À quelques semaines de son lancement commercial en février 2026, la Fiat Grande Panda s’apprête à débarquer sur le marché algérien, assemblée en CKD à l’usine Stellantis de Tafraoui, près d’Oran. Ce modèle compact marque une étape clé pour le groupe italo-Franco-américain, premier à passer au montage complet CKD en Algérie depuis septembre 2025. Pourtant, un voile de secret entoure son prix de vente – Stellantis ayant démenti les rumeurs de 2,35 millions DA – et ses volumes de production ciblés pour 2026, au sein d’une capacité globale de 90 000 unités/an.

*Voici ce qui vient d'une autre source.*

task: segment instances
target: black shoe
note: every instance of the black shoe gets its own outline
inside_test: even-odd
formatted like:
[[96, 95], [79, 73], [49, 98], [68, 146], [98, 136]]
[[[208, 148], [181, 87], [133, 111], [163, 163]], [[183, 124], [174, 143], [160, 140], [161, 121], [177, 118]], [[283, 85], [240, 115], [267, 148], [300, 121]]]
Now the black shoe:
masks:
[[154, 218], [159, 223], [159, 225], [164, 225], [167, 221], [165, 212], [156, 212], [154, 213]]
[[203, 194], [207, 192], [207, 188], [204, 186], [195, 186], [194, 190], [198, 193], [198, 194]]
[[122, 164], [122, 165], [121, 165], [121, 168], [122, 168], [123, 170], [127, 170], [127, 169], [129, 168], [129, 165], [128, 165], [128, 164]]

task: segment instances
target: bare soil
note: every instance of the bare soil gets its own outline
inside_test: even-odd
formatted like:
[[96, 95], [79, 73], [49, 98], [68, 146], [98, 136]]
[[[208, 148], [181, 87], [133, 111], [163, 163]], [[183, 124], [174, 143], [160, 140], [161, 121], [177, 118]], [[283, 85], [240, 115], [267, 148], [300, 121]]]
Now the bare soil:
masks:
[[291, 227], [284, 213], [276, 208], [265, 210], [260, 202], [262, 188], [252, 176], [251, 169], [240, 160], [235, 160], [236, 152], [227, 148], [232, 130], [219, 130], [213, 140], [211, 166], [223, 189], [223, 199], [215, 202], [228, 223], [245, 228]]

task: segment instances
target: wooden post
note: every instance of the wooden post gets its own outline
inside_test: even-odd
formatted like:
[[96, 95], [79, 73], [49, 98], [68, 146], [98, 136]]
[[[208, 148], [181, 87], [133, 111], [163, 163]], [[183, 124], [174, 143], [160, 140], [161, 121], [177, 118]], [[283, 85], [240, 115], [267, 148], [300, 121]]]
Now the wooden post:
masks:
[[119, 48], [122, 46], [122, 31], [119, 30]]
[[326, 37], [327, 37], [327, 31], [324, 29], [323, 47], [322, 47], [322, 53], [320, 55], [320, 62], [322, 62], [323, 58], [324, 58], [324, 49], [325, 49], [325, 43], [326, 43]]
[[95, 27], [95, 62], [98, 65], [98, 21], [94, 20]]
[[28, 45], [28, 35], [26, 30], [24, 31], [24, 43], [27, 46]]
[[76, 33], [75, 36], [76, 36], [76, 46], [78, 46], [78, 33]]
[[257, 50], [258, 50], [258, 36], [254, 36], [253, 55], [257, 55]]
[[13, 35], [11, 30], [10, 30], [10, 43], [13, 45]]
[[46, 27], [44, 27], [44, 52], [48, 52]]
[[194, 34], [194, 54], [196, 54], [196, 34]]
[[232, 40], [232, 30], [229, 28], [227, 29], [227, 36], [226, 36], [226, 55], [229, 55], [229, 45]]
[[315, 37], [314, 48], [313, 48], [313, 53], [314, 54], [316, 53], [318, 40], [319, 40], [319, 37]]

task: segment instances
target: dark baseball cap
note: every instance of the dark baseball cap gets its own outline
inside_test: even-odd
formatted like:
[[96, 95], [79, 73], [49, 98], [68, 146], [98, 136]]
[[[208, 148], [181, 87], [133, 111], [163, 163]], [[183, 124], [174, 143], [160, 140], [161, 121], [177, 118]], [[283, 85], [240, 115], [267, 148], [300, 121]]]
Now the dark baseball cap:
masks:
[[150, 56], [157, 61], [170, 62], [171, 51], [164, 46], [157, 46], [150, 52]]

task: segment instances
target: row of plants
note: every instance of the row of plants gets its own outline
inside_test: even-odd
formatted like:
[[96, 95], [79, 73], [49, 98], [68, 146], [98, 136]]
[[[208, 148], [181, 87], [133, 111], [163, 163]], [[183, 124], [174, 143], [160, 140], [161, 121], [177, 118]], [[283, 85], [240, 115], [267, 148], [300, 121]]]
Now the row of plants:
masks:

Un lancement timide en Italie qui met la pression sur Alger
Lancée l’été dernier en Italie, berceau de Fiat, la Grande Panda peine à s’imposer malgré un design rétro et un positionnement hybride abordable dès 16 900 €. Avec seulement 1 082 unités écoulées en juillet 2025 et un pic à 2 526 en septembre, elle se classe autour de la 20e place annuelle, éclipsée par la Panda classique (leader pour la 14e année). En Europe, les volumes cumulés restent confidentiels (moins de 2 000/mois), freinés par des problèmes à l’usine serbe de Kragujevac. Cette contre-performance accentue l’enjeu algérien : succéder à la Fiat 500 (arrêtée en octobre 2025 après 10 000 unités) et au Doblò (25 000 unités en 2025), dont les lancements locaux ont boosté Stellantis à 18 000 ventes en 2024.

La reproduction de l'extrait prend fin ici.